Sunday, October 14, 2007

Tom Friedman Again

I admire NY Times columnist Tom Friedman. He always seems to write about topics I am interested in. I just wish he were more careful about his prescriptions.

Take today's column (Who Will Succeed Al Gore?). Unlike last week, at least today he wishes Bush had done something to "reverse our coming Social Security deficit". This implies he knows that Social Security is not in deficit today. I just wish he were more humble and not assume that there will be a deficit, but at least characterize it as a likely deficit. But only God knows if there will be a SS deficit.

The unasked question is, why is Al Gore not running for president? My guess is that the Clintons promised him their combined support to run for president in 2016, as long as he did not challenge Hillary for the 2008 Democratic nomination, and he accepted that deal.

I agree with Mr. Friedman that we need "greener" technology and industry. But when he uses "distributed solar power" for the army as an example, I disagree.

The most important thing we can do to strengthen our military and ensure that it stays the most technologically advanced fighting machine on the planet is simply to keep it out of stupid wars (Korea, Vietnam, Iraq) and use the money saved to research and develop nuclear fusion power generation and/or thousands of nuclear fission power plants across the nation. Then, we will starve our enemies of today of the funds which they are using to threaten and terrorize us, and our GDP will grow so far and so fast that we could increase R&D throughout all of our industries and government. In such a setting, our military could not help but to become smarter and more powerful, since a strong economy generates more government revenue, and that revenue can in turn purchase more R&D for the military and more technology for fighting future defensive wars.

4 comments:

M. Simon said...

You are so right.

The South Koreans do not deserve liberty.

The South Vietnamese are much better off under the Communists. They only killed 100,000 out right after the war and drove a 500,000 out to sea where 1/2 drowned. Suppose it had turned out like South Korea. What a disaster that would have been.

The Iraqis? Turning them over to the head choppers and the mass murderers is what they deserve. It will be no worse that what it was under Saddam. We should have left him alone to fill the mass graves with women and children as he saw fit.

The Democrats have the right idea. Wash our hands of it.

It will be a better day when they are in charge.

M. Simon said...

Bussard Fusion Reactor
Easy Low Cost No Radiation Fusion

It has been funded:

Bussard Reactor Funded

The above reactor can burn Deuterium which is very abundant and produces lots of neutrons or it can burn a mixture of Hydrogen and Boron 11 which does not.

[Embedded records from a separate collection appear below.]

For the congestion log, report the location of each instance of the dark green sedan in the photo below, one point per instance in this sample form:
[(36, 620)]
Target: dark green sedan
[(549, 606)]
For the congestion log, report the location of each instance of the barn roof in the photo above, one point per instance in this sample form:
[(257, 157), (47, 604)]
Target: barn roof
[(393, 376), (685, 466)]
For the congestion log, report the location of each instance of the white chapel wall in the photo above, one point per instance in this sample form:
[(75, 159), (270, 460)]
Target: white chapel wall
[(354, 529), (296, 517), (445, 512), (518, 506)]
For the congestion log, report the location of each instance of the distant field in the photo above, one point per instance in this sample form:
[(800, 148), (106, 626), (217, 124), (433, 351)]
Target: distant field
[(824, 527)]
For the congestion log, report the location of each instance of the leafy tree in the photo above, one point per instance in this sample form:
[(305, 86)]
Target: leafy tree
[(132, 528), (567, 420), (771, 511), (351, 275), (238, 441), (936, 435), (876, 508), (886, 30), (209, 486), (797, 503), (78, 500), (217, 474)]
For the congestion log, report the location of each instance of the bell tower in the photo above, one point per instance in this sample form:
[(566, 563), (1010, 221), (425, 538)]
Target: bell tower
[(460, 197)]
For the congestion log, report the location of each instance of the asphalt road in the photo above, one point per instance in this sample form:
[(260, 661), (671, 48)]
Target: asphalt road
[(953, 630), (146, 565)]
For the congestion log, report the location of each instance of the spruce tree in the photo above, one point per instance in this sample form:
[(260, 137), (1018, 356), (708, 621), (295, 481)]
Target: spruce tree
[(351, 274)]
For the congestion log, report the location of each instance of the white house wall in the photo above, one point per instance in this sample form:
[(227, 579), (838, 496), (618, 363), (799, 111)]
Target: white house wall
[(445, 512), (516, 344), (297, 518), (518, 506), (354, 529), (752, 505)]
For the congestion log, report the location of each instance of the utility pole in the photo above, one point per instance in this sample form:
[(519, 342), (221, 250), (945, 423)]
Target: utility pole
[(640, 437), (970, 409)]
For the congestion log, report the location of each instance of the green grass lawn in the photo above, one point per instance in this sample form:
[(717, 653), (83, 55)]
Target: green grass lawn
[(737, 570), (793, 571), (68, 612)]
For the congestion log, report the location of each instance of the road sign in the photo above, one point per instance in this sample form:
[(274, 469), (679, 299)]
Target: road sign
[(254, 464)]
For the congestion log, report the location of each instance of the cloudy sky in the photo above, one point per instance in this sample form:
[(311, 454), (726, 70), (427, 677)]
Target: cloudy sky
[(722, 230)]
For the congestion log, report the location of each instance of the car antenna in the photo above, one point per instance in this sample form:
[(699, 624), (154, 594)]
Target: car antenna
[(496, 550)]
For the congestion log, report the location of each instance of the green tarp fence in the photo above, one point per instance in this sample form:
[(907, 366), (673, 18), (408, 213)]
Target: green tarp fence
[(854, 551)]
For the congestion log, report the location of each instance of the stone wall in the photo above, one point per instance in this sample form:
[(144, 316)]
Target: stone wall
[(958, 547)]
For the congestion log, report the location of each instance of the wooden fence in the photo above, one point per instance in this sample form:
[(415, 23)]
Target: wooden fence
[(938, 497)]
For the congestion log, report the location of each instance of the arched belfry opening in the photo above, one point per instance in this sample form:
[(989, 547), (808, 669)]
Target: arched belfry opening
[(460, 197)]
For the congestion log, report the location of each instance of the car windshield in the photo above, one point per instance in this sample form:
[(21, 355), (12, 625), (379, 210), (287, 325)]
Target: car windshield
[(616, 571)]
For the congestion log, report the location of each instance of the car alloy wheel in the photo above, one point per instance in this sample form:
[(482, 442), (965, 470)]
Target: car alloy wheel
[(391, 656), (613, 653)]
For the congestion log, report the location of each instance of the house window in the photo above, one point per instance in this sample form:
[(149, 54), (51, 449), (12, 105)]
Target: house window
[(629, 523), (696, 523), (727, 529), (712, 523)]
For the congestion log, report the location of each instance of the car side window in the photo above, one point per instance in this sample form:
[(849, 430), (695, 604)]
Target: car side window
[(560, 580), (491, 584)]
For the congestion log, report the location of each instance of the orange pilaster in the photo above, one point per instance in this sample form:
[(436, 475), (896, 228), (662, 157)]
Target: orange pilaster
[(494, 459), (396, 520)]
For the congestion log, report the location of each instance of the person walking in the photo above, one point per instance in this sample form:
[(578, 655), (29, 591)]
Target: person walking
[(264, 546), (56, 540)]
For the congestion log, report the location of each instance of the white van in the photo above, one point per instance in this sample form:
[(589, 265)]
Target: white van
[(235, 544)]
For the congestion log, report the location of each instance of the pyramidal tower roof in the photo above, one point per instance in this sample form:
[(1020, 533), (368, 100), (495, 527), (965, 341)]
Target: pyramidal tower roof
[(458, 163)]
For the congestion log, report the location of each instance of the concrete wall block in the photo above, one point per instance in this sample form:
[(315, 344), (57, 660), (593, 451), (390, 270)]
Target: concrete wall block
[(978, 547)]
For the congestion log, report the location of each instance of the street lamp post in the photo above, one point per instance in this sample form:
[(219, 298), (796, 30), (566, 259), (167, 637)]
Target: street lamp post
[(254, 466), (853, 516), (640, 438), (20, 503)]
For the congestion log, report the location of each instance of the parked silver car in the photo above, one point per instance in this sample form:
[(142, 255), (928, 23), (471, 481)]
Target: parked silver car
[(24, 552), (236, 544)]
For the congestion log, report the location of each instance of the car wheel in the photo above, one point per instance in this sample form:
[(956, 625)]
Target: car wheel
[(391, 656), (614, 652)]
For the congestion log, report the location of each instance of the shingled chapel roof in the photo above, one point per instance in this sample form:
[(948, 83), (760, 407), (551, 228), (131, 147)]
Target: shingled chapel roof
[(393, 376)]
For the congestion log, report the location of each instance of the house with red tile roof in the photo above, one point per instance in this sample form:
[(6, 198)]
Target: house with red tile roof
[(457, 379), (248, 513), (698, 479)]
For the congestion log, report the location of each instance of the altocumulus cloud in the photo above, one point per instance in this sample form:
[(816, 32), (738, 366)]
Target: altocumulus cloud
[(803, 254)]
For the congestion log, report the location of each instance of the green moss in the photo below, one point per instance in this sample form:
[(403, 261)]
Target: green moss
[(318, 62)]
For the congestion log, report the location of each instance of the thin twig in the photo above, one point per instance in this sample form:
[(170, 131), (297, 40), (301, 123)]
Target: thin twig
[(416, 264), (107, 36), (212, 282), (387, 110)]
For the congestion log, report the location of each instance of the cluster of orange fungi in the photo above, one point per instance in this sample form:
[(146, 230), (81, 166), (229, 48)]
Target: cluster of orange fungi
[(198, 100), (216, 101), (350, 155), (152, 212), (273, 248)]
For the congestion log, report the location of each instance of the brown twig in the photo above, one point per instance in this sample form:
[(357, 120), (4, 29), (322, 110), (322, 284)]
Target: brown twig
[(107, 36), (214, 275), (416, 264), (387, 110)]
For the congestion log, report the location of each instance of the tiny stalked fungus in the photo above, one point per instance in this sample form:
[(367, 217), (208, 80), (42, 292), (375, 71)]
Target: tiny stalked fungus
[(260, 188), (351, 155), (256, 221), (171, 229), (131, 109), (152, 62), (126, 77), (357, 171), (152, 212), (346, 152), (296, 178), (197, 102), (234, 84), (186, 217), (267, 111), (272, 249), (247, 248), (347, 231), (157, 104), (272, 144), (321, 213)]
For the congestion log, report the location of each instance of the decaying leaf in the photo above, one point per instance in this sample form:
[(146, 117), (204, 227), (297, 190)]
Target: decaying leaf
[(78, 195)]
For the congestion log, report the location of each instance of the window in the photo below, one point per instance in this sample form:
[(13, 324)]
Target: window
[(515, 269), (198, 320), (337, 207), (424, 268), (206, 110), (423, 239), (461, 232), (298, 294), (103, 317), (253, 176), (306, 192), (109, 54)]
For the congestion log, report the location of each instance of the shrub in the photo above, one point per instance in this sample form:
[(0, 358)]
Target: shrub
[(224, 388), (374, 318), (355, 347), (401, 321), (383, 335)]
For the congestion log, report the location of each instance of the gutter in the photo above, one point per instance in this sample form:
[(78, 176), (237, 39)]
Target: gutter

The implication of it is that we will know in 6 to 9 months if the small reactors of that design are feasible.

If they are we could have fusion plants generating electricity in 10 years or less depending on how much we want to spend to compress the time frame. A much better investment that CO2 sequestration.

BTW Bussard is not the only thing going on in IEC. There are a few government programs at Los Alamos National Laboratory, MIT, the University of Wisconsin and at the University of Illinois at Champaign-Urbana among others.

The Japanese and Australians also have programs.

Raktim Anjay Balamraman said...

I agree that the South Koreans deserve liberty, communism brought a lot of death and misery to Vietnam, and Saddam Hussein was an evil dictator who earned his execution. But the United States is not their Daddy. We are not the Policeman of the World. Far worse things have recently happened in Africa, and are happening this very moment all over the world.

Call me selfish (I confess) but I strongly believe two things: charity starts at home, and the US can do far more good by being the best example of what a nation can be.

The main point I try to make, indeed its very core, is to advocate what is in the American interest, not what is in the interest of Korea, Vietnam, or Iraq.

My heart bleeds far more for the thousands of dead and injured Americans from the cited wars than for the dead foreigners you mentioned. It is their compatriots who are responsible for their own people, and they are responsible for overthrowing any of their own governments which do not serve the interests of their people.

Raktim Anjay Balamraman said...

Regarding the Bussard Reactor: thanks for the info.

My main point here is that our priorities have been poor for many of the past 60 years.

Look what we, as a nation, accomplished with the Manhattan Project in the 1940s and the Moon landing in the 1960s.

Had we used the money spent on the Korean and Vietnam wars instead on a "Manhattan" style project to research and develop viable nuclear fusion power reactors, we could have accomplished that decades ago, and there would never have been a Gulf War in 1991, never a 9/11 attack on NY and DC, and never an invasion of Iraq in 2003. This list could go on and on.

It may take a century of American good deeds and pacifism before we can win back the prestige and respect which we earned with our blood in World War II but lost after fighting three stupid wars.

By the way, we also killed many thousands of Koreans, Vietnamese and Iraqis, who had never done us any harm. Of course, once we enterred those wars, all bets were off, and we became enemies.